Designer Secrets for Small Spaces
Choose a Light Palette
For his 1,450-square-foot California cottage, designer Stephen Shubel created the feeling of more space by selecting a warm "French vanilla" color scheme. The walls and ceilings were originally dark redwood, and the floors were oak. "The first thing I did was paint everything white to open it up and make it feel better," he says. Interior columns create the effect of an enfilade toward the balcony, glimpsed between curtains.
Place a Table Lamp on the Kitchen Counter
Having a lamp on the counter makes the room more intimate," Shubel says. "And when you live in a house this size, you want the kitchen to be more than just utilitarian." Giallo Siena marble counters, an antique gilded lamp, and a pilastered Edwardian china cabinet exude intimate elegance. The photo is by Maryann Hayden. Architectonics hexagonal floor tiles from Waterworks. Bosch dishwasher.
In the entry of his West Hollywood house, designer Mark Egerstrom built a Douglas fir gallery shelf cantilevered off the staircase--it doubles as extra seating for the glass-topped serving and dining table. "The table functions as an entry center table, a serving table, a breakfast table, and, with a linen cloth, a formal dining table," Egerstrom says. Iron-framed midcentury chairs are upholstered in Ralph Lauren's Clarkston Plaid. Vintage light fixture from Inheritance. Painting by Brian Grosdidier and Jay Shinn.
Forgo the Coffee Table
"Use small side tables instead of big coffee tables, which eat up a room," Egerstrom says. "Being able to move things around makes you feel less beholden and cramped." For his living room, Egerstrom designed the stump tables. Red plastic La Boheme stool by Philippe Starck for Kartell.
Extend Rooms Outside
The wood floors of Egerstrom's kitchen extend out to a coordinated deck through glass shower doors, creating the illusion of a much bigger space. "Your sight line goes to the windows and the space outside, which makes the room seem much larger," he says. The walnut cabinetry was designed by Egerstrom and was fabricated by Gary Ferguson of Case and Grain with Glacier White Corian counters and custom inset handles.
Get Creative with Storage
To keep order in his small Brooklyn studio apartment, window designer Zach Motl came up with an innovative storage solution. "Those baskets under the bed are for electrical supplies and a hammer and glue gun," he says. "It's a toolbox, but spread out." Large photos by Alex O'Neill; small trio by Irving Penn. Parsons bookshelf, West Elm.

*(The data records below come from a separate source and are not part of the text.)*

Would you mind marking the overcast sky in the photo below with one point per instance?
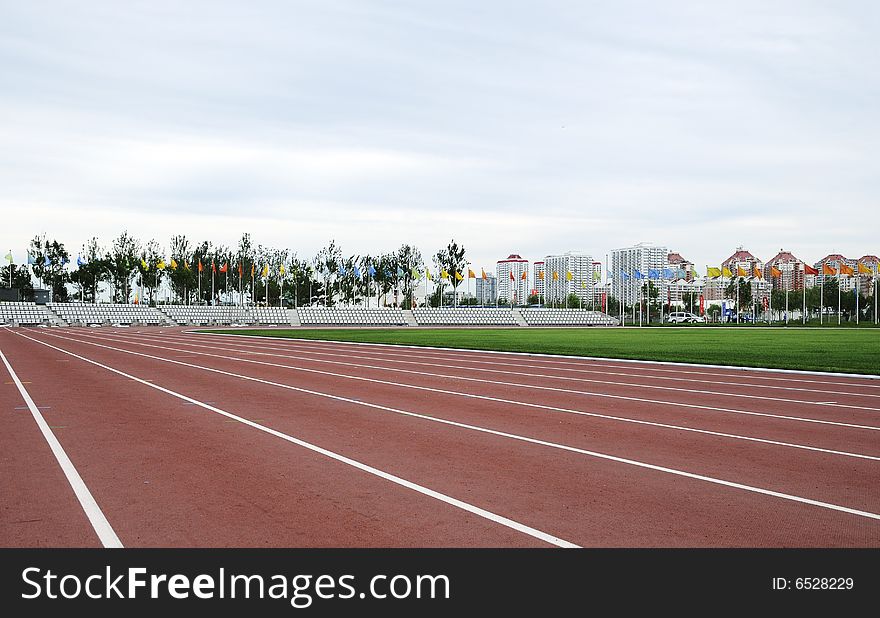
(513, 127)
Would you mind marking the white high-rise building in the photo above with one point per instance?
(642, 257)
(485, 289)
(580, 282)
(515, 290)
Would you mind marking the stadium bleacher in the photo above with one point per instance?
(464, 316)
(382, 316)
(24, 314)
(566, 317)
(86, 314)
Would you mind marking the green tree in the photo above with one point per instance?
(21, 280)
(50, 258)
(122, 260)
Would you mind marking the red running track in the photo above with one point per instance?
(201, 440)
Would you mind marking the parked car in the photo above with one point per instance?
(682, 317)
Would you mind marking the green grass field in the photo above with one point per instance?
(849, 350)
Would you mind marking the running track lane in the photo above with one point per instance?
(622, 506)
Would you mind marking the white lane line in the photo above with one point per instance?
(553, 360)
(93, 512)
(485, 430)
(470, 508)
(512, 384)
(408, 359)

Make Use of Every Square Inch
Designers Bill Brockschmidt and Richard Dragisic's New York loft apartment is just 640 square feet. "We had to be inventive," Brockschmidt says, so they created a stair landing that can be turned into a bar and buffet for entertaining. In the dining room-library, a staircase leading to the bedroom loft incorporates bookshelves, and the landing doubles as a sideboard and bar. "All the glasses get stacked on the lower steps," Brockschmidt says. "Of course, that means we quite literally can't go to bed till we clean up."
Hang a Curtain for a Makeshift Closet
Upstairs, Brockschmidt and Dragisic installed curtains in the master bedroom to conceal bedside tables and a large storage area behind the bed. "The apartment is full, but not cluttered," Brockschmidt says. "There's a place for everything, but if you forget to put a sweater away or your shoes are on the floor, they don't look out of place."
Try a Sink Outside the Bathroom
In a 1,650 square-foot California weekend house that manages to sleep twelve, designers Kim Dempster and Erin Martin opted to take out a closet near the master bathroom, and put a corner sink in instead. "That's so you don't have to wait for someone to come out of the bathroom to wash your face or brush your teeth," Dempster says. A lacquered root table from Erin Martin Design proves that big furniture works in a small space.
Turn a Banquette into a Guest Bed
In the dining room of the same California house, a banquette, with storage underneath, doubles as a guest bed. Ceiling lights from the Urban Electric Co. hang over an antique trestle table, paired with vintage captain's chairs.